Siempre he detestado la canción de Horst Wessel, y no obstante me sé la letra al dedillo. En Berlín hubo un tiempo en que bastaba con caminar por la calle para oírla varias veces al día, y recuerdo que era imposible ir al cine sin oírla en el noticiario. Recuerdo que en la Na vidad de 1935 alguien empezó a cantarla en la iglesia, como si fuera un villancico más. Yo sólo la había cantado cuando no hacerlo podía suponer arriesgarse a una paliza a manos de las SA. Carraspeé y empecé a cantar con mi desafinada voz de barítono:

Bandera al viento, cerrando filas,

las SA marchan con paso firme y silencioso.

Los compañeros asesinados por los rojos y reaccionarios

marchan con el espíritu entre nosotros.

Vía libre para las camisas pardas,

vía libre para la Sección de Asalto.

Millones, llenos de esperanza, miran la esvástica,

empieza el día del pan y la libertad.

Asintió con la cabeza y me acercó una taza de café solo. La tomé con ambas manos agradecido e inhalé su aroma agridulce.

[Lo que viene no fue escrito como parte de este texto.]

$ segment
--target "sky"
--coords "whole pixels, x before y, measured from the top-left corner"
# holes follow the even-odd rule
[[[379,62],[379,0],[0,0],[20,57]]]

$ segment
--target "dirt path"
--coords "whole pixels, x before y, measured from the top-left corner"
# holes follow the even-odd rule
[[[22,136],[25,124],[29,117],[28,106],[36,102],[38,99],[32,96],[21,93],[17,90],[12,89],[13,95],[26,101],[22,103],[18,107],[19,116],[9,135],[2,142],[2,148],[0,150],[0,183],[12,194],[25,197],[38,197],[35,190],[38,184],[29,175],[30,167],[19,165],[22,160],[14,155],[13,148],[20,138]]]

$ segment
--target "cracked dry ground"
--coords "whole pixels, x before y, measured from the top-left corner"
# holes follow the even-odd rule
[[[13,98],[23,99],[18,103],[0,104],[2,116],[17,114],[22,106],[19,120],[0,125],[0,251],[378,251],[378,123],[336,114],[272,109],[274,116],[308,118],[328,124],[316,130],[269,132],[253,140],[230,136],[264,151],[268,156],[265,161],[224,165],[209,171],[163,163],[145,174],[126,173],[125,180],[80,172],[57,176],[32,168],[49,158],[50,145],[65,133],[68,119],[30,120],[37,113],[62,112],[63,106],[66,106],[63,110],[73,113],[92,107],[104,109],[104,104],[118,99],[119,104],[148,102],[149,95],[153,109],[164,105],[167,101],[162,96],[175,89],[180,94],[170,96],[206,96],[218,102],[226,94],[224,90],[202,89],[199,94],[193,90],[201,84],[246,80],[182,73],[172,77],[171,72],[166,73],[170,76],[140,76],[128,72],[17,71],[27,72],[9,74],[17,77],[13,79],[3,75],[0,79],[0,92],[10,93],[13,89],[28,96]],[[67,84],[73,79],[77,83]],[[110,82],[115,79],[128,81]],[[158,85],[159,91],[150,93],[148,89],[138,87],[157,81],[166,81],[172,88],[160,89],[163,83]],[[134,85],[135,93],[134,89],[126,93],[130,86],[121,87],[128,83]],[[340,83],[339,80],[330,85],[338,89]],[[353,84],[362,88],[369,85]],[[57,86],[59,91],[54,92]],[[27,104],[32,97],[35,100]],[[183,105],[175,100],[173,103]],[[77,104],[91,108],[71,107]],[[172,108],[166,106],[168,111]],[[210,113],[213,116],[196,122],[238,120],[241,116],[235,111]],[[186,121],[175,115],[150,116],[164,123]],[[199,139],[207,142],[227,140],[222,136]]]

– ¿Quiere oír las otras dos estrofas?

– No, no -dijo sonriendo-. No hace falta. Es una cuestión de procedimiento, para saber con quién estoytratando, supongo que se hace cargo. -Se llevó el cigarrillo a una de las comisuras de la boca para alejarse el humo de los ojos y sacó una libreta y un lápiz-. Hay que andarse con cuidado, ¿sabe? Es una precaución como cualquier otra.

– No sé si lo de la canción de Horst Wessel es mucha garantía -comenté-. Seguro que cuando Hitler llegó al poder los rojos se la sabían tan bien como nosotros. A muchos incluso se la hacían aprender en los campos de concentración.

Sorbió sonoramente su café sin hacer caso de mi objeción.

– Veamos -dijo-. Entremos en detalles. Su nombre.

– Eric Gruen -dije.

– Número de afiliación al Partido Nazi, número de SS, rango y lugar y fecha de nacimiento, por favor.

– Tenga -dije-. Se lo traigo apuntado.

Le acerqué una de las notas que había tomado al examinar el expediente de Gruen en la Kom mandatura rusa.

– Gracias. -Le echó un vistazo al papel e hizo un gesto de aprobación-. ¿Tiene algún documento de identificación?

Le enseñé el pasaporte de Eric Gruen. Lo escrutó minuciosamente y luego se lo guardó junto con la nota en el interior de la libreta.

– Tengo que quedármelos por el momento -dijo-. Y ahora dígame qué es lo que le ha traído hasta aquí.